Hackers Exploit Critical Everest Forms Pro WordPress Plugin Flaw to Take Over Sites
A critical security vulnerability, tracked as CVE-2026-3300, has been actively exploited in the Everest Forms Pro WordPress plugin. The flaw allows unauthenticated attackers to achieve complete site takeover through Remote Code Execution (RCE), posing a severe threat to thousands of WordPress installations.
The Technical Root Cause: Improper Input Sanitization
The vulnerability resides within the "Calculation Addon's" process_filter() function. The flaw occurs when the plugin concatenates user-submitted form field values into a PHP code string and passes them directly to the eval() function without proper escaping.
While the developers utilized sanitize_text_field(), this function is insufficient for preventing PHP injection. It fails to escape single quotes and other PHP code context characters, allowing an attacker to "break out" of the intended string and inject arbitrary PHP commands. This is possible on any string-type form field—including text, email, URL, select, and radio buttons—provided the "Complex Calculation" feature is enabled.
Attack Vector and Impact
The attack requires no authentication, making it an extremely high-risk vulnerability. Once an attacker submits a crafted value through a form, they can:
- Create Administrative Accounts: Adversaries have been observed creating rogue administrator accounts (notably using the name "diksimarina") to gain persistent access - Deploy Web Shells: Attackers can upload malicious scripts that allow them to browse files, steal data, and modify site content - Full Server Access: Depending on the server configuration, RCE can potentially lead to lateral movement within the hosting environment
With a CVSS score of 9.8, this flaw is classified as Critical. Wordfence reports over 29,300 exploit attempts, confirming that threat actors are aggressively targeting unpatched sites.
Timeline and Remediation
A patch was released on March 18, 2026, in version 1.9.13. However, active exploitation began shortly after on April 13, 2026. This gap between the patch release and the peak of active exploitation underscores the danger of delaying plugin updates.
Immediate Action Required: All users of Everest Forms Pro must update to version 1.9.13 or higher immediately. If an update is not possible, disabling the "Complex Calculation" feature may mitigate the risk, though a full update is the only recommended solution.
Lessons for WordPress Site Administrators
This incident highlights three critical security principles:
1. The Danger of eval(): The use of eval() on user-controllable input is a classic security anti-pattern. Regardless of the sanitization used, any function that executes code dynamically should be avoided in favor of safer alternatives.

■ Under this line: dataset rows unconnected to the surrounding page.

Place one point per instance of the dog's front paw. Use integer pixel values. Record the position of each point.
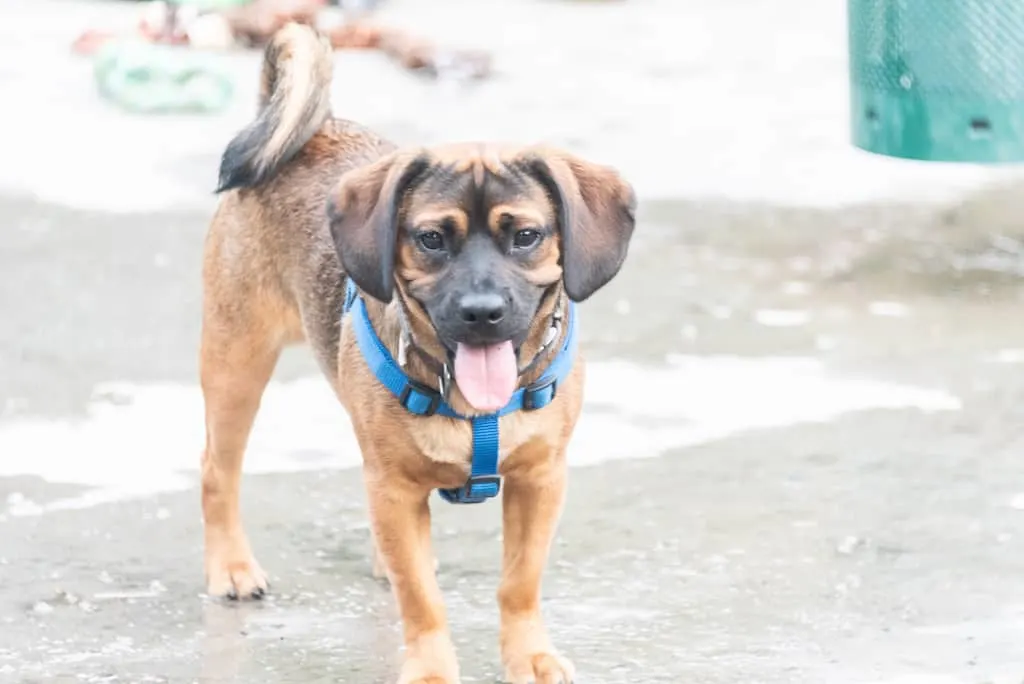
(529, 657)
(231, 570)
(544, 668)
(430, 659)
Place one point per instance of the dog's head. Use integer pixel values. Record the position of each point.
(476, 237)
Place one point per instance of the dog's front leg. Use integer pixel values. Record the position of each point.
(400, 518)
(532, 498)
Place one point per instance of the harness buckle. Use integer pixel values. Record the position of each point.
(537, 395)
(413, 396)
(477, 489)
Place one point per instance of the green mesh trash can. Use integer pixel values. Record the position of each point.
(938, 80)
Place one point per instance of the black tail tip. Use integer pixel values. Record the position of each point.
(239, 164)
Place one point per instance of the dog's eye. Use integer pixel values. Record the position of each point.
(432, 241)
(526, 238)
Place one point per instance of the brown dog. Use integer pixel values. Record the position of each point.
(465, 257)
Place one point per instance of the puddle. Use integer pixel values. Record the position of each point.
(137, 440)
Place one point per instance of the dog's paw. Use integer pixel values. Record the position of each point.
(539, 669)
(232, 572)
(430, 659)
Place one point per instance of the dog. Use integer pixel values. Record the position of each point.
(456, 269)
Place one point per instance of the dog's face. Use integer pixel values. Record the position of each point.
(476, 237)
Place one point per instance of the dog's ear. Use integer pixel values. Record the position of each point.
(364, 212)
(596, 211)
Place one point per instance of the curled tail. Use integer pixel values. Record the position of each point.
(295, 100)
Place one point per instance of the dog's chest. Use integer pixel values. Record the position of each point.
(452, 441)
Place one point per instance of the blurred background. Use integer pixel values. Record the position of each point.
(800, 457)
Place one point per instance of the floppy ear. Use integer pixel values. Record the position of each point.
(364, 214)
(596, 212)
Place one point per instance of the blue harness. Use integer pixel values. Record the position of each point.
(483, 482)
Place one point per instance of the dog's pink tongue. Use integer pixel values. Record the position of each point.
(486, 376)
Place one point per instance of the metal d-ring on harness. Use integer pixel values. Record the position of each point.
(483, 482)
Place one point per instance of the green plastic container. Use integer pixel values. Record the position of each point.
(147, 78)
(938, 80)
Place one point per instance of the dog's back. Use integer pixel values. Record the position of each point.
(268, 238)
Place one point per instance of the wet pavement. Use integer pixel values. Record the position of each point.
(800, 459)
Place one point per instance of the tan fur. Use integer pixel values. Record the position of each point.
(271, 278)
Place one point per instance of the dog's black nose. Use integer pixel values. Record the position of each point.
(482, 309)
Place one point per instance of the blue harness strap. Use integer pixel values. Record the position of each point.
(483, 482)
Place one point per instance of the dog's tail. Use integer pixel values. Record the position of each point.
(294, 102)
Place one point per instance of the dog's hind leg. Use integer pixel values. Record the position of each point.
(242, 338)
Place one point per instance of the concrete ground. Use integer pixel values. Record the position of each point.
(800, 460)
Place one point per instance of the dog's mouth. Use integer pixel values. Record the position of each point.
(486, 375)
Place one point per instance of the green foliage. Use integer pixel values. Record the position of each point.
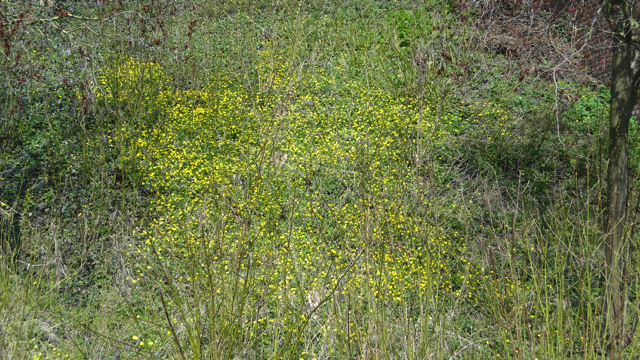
(296, 180)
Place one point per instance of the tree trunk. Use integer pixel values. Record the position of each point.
(623, 99)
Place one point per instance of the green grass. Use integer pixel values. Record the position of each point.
(295, 180)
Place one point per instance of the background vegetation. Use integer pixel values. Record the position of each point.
(317, 180)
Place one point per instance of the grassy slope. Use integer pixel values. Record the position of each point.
(326, 180)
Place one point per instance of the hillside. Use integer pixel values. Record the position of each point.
(302, 180)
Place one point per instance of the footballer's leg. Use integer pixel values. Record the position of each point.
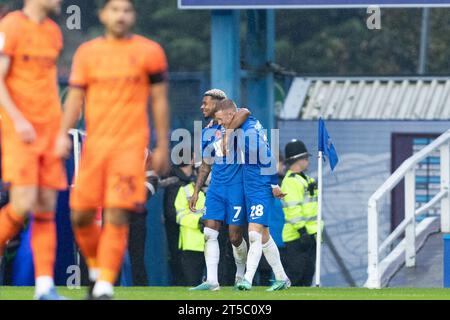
(12, 216)
(212, 256)
(236, 220)
(111, 250)
(255, 231)
(43, 244)
(272, 255)
(87, 236)
(240, 249)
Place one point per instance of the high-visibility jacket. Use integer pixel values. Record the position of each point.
(191, 237)
(299, 205)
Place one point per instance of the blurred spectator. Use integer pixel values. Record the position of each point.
(172, 185)
(191, 238)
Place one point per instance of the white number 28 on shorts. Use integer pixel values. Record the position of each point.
(257, 210)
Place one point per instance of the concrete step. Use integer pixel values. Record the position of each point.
(428, 272)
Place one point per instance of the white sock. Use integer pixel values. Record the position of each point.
(93, 274)
(254, 255)
(103, 288)
(272, 255)
(212, 255)
(240, 258)
(43, 285)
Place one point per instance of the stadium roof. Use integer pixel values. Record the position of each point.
(368, 99)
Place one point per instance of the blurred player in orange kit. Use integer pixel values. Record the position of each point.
(30, 44)
(116, 74)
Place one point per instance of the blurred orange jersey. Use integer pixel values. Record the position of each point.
(32, 80)
(32, 83)
(117, 76)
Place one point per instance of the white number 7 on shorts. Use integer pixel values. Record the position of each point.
(238, 211)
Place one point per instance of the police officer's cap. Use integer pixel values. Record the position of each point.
(295, 150)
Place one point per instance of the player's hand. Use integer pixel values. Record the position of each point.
(63, 146)
(160, 160)
(193, 202)
(277, 193)
(25, 130)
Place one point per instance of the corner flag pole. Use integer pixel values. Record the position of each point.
(319, 220)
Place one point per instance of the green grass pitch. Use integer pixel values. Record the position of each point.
(258, 293)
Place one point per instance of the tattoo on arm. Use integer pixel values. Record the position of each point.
(203, 174)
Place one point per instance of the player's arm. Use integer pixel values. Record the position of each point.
(160, 105)
(239, 118)
(203, 173)
(72, 112)
(24, 128)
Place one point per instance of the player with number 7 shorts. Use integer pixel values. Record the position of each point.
(260, 188)
(225, 197)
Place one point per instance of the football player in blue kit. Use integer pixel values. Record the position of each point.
(260, 189)
(225, 201)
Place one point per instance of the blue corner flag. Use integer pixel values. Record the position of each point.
(326, 145)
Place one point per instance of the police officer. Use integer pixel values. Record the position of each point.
(191, 239)
(300, 212)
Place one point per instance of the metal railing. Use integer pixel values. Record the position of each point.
(378, 276)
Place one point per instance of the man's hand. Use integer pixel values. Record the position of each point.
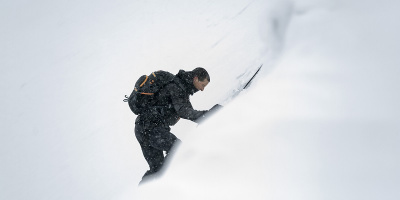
(210, 112)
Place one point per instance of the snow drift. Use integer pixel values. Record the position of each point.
(319, 122)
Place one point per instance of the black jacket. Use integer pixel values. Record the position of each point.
(172, 103)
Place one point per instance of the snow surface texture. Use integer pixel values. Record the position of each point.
(321, 121)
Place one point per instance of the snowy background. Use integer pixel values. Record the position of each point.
(321, 121)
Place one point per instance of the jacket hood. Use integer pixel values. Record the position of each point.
(186, 78)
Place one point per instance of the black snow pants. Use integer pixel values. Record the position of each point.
(154, 141)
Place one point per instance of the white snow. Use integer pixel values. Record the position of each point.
(320, 121)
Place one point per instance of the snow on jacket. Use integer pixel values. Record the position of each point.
(173, 103)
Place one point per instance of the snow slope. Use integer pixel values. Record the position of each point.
(320, 121)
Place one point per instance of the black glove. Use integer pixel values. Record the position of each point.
(215, 108)
(208, 113)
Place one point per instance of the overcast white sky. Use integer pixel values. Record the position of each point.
(319, 122)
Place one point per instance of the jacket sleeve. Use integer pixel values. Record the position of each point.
(182, 105)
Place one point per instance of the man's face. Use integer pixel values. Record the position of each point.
(200, 85)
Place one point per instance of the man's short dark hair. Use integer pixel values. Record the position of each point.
(201, 73)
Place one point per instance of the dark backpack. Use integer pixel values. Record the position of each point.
(142, 97)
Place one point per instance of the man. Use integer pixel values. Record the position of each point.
(152, 128)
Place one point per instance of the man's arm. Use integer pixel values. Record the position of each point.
(182, 104)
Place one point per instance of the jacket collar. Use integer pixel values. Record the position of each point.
(186, 79)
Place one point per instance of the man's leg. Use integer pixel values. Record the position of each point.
(153, 156)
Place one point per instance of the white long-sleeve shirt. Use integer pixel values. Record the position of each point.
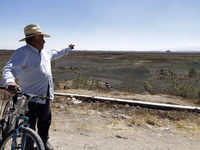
(33, 69)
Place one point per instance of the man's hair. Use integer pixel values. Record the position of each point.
(30, 39)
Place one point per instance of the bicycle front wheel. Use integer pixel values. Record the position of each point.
(32, 140)
(7, 122)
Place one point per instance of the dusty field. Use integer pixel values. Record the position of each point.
(105, 126)
(87, 127)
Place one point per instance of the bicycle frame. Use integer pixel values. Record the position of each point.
(16, 125)
(25, 123)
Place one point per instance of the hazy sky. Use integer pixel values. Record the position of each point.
(104, 24)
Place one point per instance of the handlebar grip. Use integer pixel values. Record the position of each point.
(2, 87)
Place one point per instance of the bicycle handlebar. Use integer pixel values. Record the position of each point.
(2, 87)
(27, 95)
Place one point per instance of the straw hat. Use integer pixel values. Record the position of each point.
(32, 30)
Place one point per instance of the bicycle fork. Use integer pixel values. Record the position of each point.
(16, 133)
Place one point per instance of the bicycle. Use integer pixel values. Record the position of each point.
(19, 135)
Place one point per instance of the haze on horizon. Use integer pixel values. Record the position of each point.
(139, 25)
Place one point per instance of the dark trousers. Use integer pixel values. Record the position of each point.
(40, 113)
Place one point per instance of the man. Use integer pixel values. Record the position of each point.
(31, 64)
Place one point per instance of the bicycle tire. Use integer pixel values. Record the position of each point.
(33, 140)
(7, 122)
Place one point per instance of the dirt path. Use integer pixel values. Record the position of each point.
(95, 132)
(75, 128)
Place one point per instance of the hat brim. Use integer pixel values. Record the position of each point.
(45, 35)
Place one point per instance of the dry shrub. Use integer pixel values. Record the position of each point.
(136, 120)
(152, 121)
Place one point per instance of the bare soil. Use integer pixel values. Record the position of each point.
(75, 127)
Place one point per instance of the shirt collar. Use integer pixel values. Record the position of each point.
(33, 48)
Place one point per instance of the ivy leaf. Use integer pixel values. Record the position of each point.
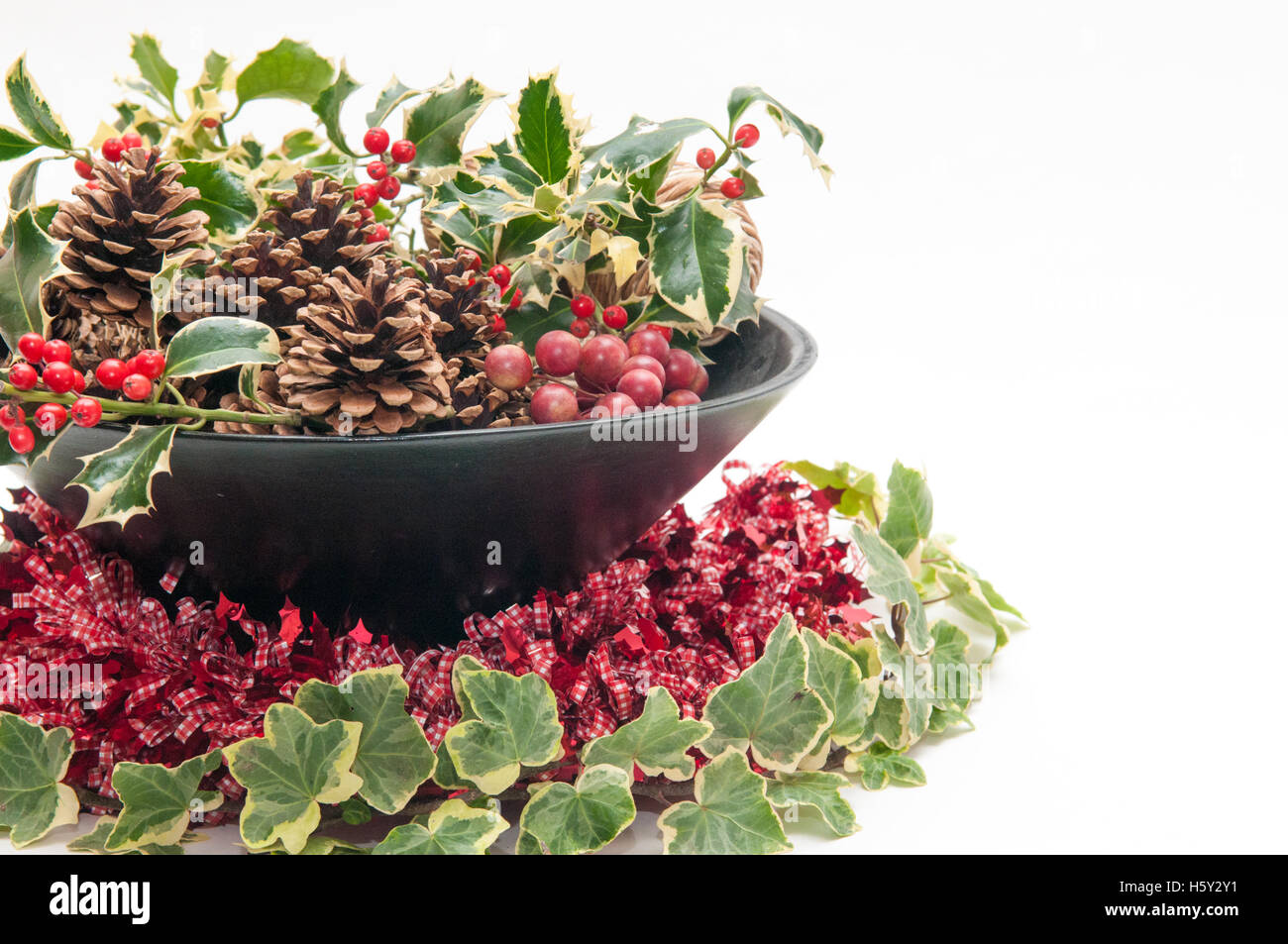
(746, 95)
(217, 343)
(888, 577)
(288, 772)
(506, 723)
(33, 762)
(394, 759)
(290, 69)
(657, 742)
(769, 707)
(819, 789)
(696, 259)
(571, 819)
(730, 814)
(454, 828)
(158, 801)
(31, 259)
(33, 110)
(545, 132)
(224, 196)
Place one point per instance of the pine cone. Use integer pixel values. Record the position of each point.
(364, 360)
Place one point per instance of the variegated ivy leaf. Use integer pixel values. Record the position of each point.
(819, 789)
(575, 818)
(158, 801)
(394, 759)
(288, 772)
(454, 828)
(33, 764)
(657, 742)
(730, 813)
(769, 708)
(696, 258)
(506, 723)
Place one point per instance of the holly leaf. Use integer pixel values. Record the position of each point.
(657, 742)
(394, 759)
(31, 108)
(290, 69)
(696, 259)
(288, 772)
(769, 707)
(819, 789)
(158, 801)
(454, 828)
(33, 763)
(506, 723)
(730, 813)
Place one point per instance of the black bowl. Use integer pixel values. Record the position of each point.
(412, 532)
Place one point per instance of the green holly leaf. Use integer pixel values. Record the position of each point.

2. Sanitization vs. Escaping: sanitize_text_field() is meant for cleaning data for storage, not for securing data meant for execution. Developers must use context-specific escaping to prevent injection.
3. The Patch Window: The window between a patch release and active exploitation is shrinking. Automated updates or a rigorous update schedule are no longer optional for production sites.
The Bottom Line
The Everest Forms Pro breach is a stark reminder that a single flawed function in a trusted plugin can compromise an entire web presence. In an era of automated scanning, vulnerabilities like CVE-2026-3300 are discovered and exploited by botnets within days. Proactive patching and a "defense-in-depth" strategy are the only ways to stay secure.